Consult with a veterinary orthopedic to know what is the proper diet for your dog’s bones and its overall health.

Affected Breeds Of Craniomandibular Osteopathy

West Highland White Terrier, Terrier Dog Breeds, Puppies, Cairn Terrier, Bullmastiff, Boston Terrier, Labrador Retriever, Doberman Pinscher, English Bulldog, Shetland Sheepdog, Irish Setter

Additional Facts For Craniomandibular Osteopathy

  1. Causes:
  • Genetics
  • The mode of inheritance is autosomal recessive.
  • Irrespective of the possibility of bacterial or viral involvement in non-terrier breeds, it's widely held that this condition is of genetic origin.
  1. Morbidity:

The asymmetrical, periosteal proliferation of the bones of the skull and jaw in all young dogs can be considered CMO. Meanwhile, Calvarial hyperostosis syndrome (CHS) is also a non-inflammatory, benign, progressive bone disease of the flat bones of the skull.

The location of the lesion is of great significance for the differential diagnosis of CMO and CHS.

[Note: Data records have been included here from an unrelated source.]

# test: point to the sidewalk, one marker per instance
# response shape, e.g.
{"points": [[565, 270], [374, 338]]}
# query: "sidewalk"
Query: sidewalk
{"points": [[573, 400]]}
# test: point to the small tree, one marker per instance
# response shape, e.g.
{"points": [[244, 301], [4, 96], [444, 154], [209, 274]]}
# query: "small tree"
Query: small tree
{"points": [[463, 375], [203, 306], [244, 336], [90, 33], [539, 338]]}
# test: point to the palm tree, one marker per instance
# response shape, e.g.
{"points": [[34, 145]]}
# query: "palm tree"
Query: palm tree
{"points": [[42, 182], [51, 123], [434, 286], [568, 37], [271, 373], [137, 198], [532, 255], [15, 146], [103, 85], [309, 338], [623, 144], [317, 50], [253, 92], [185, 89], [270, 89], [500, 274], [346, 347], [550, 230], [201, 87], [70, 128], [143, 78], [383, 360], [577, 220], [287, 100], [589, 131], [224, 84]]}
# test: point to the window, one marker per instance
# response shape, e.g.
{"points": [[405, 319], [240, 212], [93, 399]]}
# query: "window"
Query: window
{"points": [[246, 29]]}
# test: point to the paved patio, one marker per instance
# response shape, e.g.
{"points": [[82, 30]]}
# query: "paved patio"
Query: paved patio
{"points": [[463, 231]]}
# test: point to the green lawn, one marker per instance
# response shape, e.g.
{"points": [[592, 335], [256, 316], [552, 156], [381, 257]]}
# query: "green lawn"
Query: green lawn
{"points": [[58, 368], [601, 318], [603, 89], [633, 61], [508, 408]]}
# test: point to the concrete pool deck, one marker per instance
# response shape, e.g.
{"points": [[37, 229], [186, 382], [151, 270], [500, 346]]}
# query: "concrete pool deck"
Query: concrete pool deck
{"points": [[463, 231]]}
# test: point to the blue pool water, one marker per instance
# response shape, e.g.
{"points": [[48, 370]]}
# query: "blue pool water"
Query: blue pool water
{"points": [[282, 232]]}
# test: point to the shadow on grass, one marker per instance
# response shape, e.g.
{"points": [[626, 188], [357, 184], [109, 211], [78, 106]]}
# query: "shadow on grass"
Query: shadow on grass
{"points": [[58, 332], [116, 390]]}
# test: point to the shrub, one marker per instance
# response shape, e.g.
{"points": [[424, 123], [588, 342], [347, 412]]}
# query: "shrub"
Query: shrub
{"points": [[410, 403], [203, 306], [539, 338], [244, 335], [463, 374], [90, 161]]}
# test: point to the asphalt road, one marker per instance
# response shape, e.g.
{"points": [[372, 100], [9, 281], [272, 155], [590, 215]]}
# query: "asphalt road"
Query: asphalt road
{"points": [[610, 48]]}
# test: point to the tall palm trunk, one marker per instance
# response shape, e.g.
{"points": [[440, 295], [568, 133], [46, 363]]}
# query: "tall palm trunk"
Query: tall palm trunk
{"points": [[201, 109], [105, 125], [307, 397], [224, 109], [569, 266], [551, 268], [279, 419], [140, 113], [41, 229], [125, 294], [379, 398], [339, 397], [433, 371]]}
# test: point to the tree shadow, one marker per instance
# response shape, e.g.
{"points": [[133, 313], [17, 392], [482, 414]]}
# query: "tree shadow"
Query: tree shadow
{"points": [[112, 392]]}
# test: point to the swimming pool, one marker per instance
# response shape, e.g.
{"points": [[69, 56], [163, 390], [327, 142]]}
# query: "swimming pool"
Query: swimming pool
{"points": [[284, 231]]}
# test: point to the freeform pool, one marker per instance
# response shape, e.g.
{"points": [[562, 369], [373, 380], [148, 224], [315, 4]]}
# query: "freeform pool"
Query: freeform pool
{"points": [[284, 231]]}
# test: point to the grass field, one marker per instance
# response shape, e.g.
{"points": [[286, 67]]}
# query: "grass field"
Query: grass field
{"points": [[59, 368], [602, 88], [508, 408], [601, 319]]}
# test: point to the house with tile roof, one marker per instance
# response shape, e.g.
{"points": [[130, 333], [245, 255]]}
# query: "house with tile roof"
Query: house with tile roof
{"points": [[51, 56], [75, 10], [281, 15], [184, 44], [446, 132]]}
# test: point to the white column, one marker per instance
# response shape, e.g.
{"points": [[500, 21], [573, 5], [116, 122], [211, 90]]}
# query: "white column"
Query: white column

CHS does not seem to affect the medullary cavity. The CHS lesion is focal, localized (sub) periodically, unilateral and there is no involvement of the mandible.

  1. Mortality:

There is no evidence of CMO alone affecting the life span.

  1. Diagnosis:
  1. Prognosis:

The prognosis depends on the severity of proliferation of bones at the temporomandibular joints (TMJs), the tympanic bullae, and angular processes. The prognosis for radiographic evidence of complete or partial bony ankylosis of the TMJs and/ or excessive bony proliferation of the bullae as well as the mandible is poor.

When To See A Vet

Contact your vet right away, if you notice any of the following:

  • Painful swelling of skull bones.
  • Swelling of jaw bones.

Food Suggestions For Craniomandibular Osteopathy

Foods to avoid:

  • Grains: Rice, Wheat, Soy, etc.
  • Corn
  • Commercial diet (kibble and/or canned food).
  • Avoid fatty proteins (go for lean proteins).
  • Treats, Table scraps, Added Salts, Sugars, and Artificial Additives.

Foods to feed:

  • Bland diet: Boiled chicken, cooked rice, tofu, low-fat cottage cheese, boiled hamburger, canned tuna, etc.
  • Semi-moist pet food with boiled chicken or Meat-flavored baby food.
  • Leafy greens: Spinach, Lettuce, Kale, and Green beans.
  • Fatty fish: Salmon, Tuna, Sardines, Mackerel, etc.
  • Lean protein: Chicken, Turkey.
  • Antioxidant-packed fruits: Cherries, Blueberries, Peeled apple, Cantaloupe.


When your dog's skull has asymmetric swellings, a trip to the vet may not be necessary.

Head to the vet only if: The swelling gets worse.

Although the condition is usually self-limiting and benign, it is always good to get the opinion of a veterinary neurologist. There are no reported behavioral or neurological problems.